La liste des mesures possibles en sport, notamment en course à pied, est longue. Et elle n’a pas fini de s’allonger au vu des avancées initiales que ces données ont permises : automatisation du carnet d’entraînement, suivi de santé, lien social et même géolocalisation d’individus ! Cependant, la plupart des données reste encore présentée sans ergonomie, cette compétence si précieuse pour rendre confortable la lecture des informations qui ne le sont pas au premier abord. Conséquence : l’expérience-utilisateur reste difficile, énergivore, et le client n’est donc que de passage… Sachant que 10 données sont collectées en moyenne chaque seconde par les sport-trackers (soit plus de 30 000 données pour seulement une heure), une application d’entraînement peut, en conséquence, vite saturer l’utilisateur. Ce phénomène est aujourd’hui la cause de l’abandon d’un outil connecté quelques semaines seulement après son achat ; c’est aussi la raison pour laquelle un objet d’« aide » à la performance bride finalement son potentiel de « coach virtuel ». Entre quantité et qualité, le traitement de données par les sport-trackers n’a donc pas encore trouvé la recette.

 

Croire en la donnée, mais laquelle ?

 

Toutes les variables enregistrées par les objets connectés ne possèdent pas la même importance, de sorte que leur poids dépend de l’objectif poursuivi. Concrètement, lorsque l’objectif est la performance, l’allure et la durée/distance possèdent les poids le plus élevéssont les données les plus importantes, suivies de la fréquence cardiaque et du dénivelé, puis de variables susceptibles de moduler ces premières sources d’intérêt (ex : la nature du terrain, le vent, la température). Cette pondération n’est pas anodine, notons-le, car elle reflète l’ordre des réflexions conduites dans la conception d’un programme précompétitif. Cependant cette hiérarchie n’est pas fixe, et une variable pourra voir son poids augmenter /diminuer selon les conditions spécifiques de l’épreuve. Dans une perspective d’habituation du corps à la chaleur d’un marathon caniculaire, la variable température pourra (devra) alors devenir une variable « stratégique » en orientant l’entraînement vers des séances réalisées aux heures chaudes de la journée – la variable d’allure passant pour sa part au second plan. Cette logique est semblable pour le facteur dénivelé, entre autres. En ce sens, certaines épreuves guident vers certaines préparations et donc vers certaines variables d’intérêt.
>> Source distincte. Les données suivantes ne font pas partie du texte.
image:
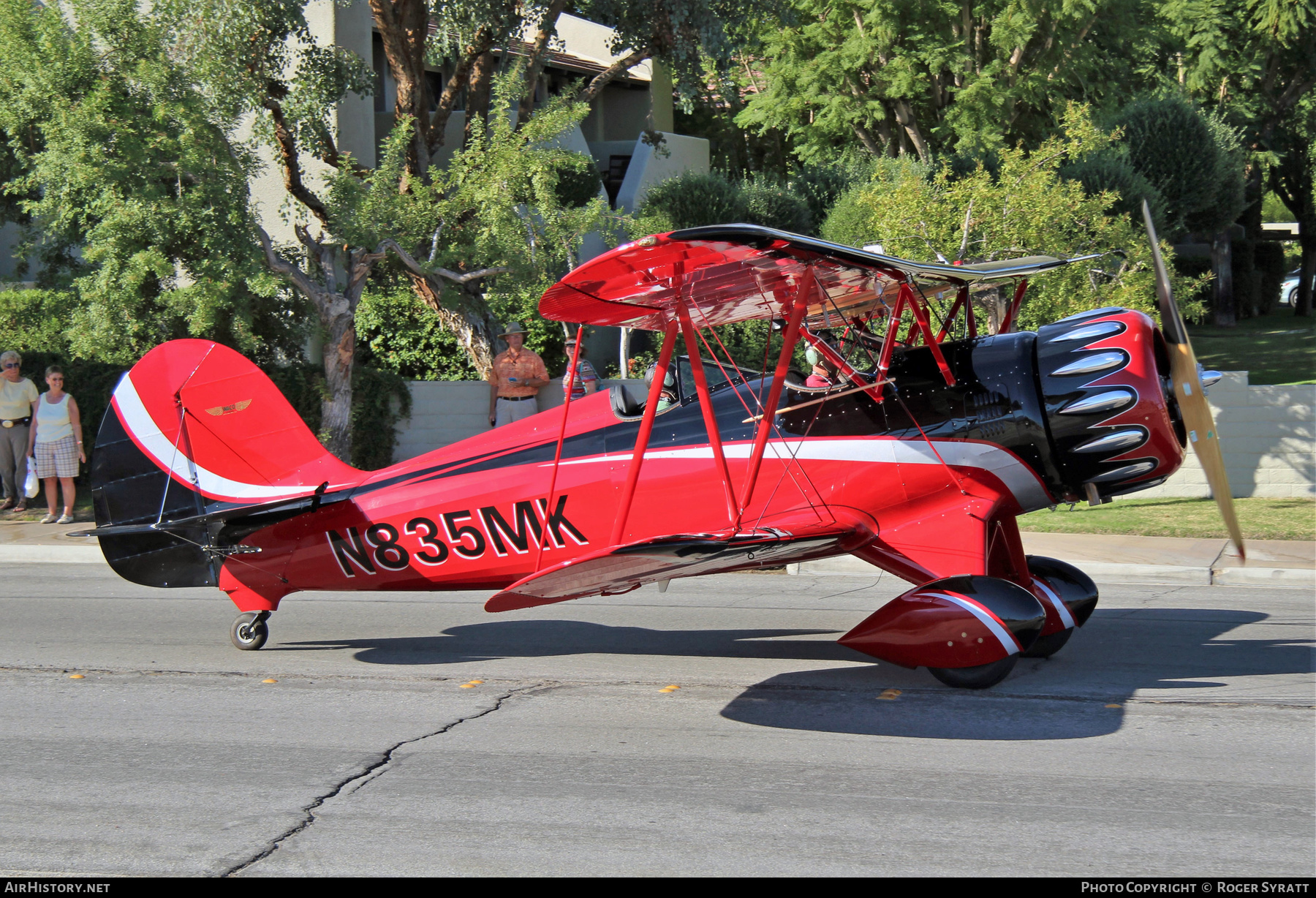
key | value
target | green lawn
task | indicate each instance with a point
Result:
(1277, 348)
(1261, 519)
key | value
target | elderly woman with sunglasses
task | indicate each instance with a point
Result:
(57, 440)
(18, 406)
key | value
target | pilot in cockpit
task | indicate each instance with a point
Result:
(824, 373)
(669, 388)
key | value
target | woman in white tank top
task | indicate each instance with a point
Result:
(56, 439)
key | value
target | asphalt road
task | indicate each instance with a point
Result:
(1173, 735)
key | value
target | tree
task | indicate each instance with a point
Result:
(257, 61)
(911, 77)
(1257, 70)
(133, 197)
(1294, 181)
(483, 238)
(1026, 208)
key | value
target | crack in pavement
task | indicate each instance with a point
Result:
(361, 779)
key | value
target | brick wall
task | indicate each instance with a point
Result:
(1268, 432)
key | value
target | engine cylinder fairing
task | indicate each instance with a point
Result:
(1082, 401)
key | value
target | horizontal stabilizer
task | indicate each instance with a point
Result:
(620, 569)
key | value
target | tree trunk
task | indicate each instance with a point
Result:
(474, 324)
(1303, 307)
(539, 54)
(478, 90)
(340, 328)
(404, 29)
(1222, 291)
Savoir quelles données regarder avant, pendant et après sa séance ne garantie toutefois pas leur fiabilité, c’est-à-dire leur capacité à refléter ce qu’elles sont censées refléter. Or, c’est bien là que se jouent les décisions d’entraînement, les plus simples comme les plus complexes : sur la précision des informations que l’on utilise. Si une donnée fiable apporte confiance dans le diagnostic, il survient aussi que l’on se retrouve à courir à plus de 40km/h selon le bilan fourni par l’application (bug de géolocalisation ou de chrono) ou bien que les statistiques divergent entre deux applications – C’est notamment le cas pour les variables de dénivelé (dépendante de l’échantillonnage et de la précision du système de géolocalisation) et de durée (différenciant la durée de la séance et le temps de déplacement du sportif, lui-même calculé à partir d’une allure-seuil à dépasser différente selon les applications). – Qu’en penser alors ? Que tout est à jeter ? Non, rassurons-nous. C’est ici, notamment, que la différence entre les applications leaders et les autres trouve leur origine entre donnée calculée vs. mesurée. À titre d’exemple, la puissance en course à pied est aujourd’hui proposée aux coureurs afin d’évaluer leur effort véritable, affranchi des contraintes que pose le vent ou la pente sur la vitesse. Bien, mais elle reste néanmoins calculée via des accéléromètres (vs. mesurée de façon directe chez le cycliste grâce à un système de pression). Cette méthode l’expose donc encore à des biais en running, comme cela est aussi le cas des direction et vitesse du vent : calculables par triangulation GPS vs. mesurables grâce à un système portatif.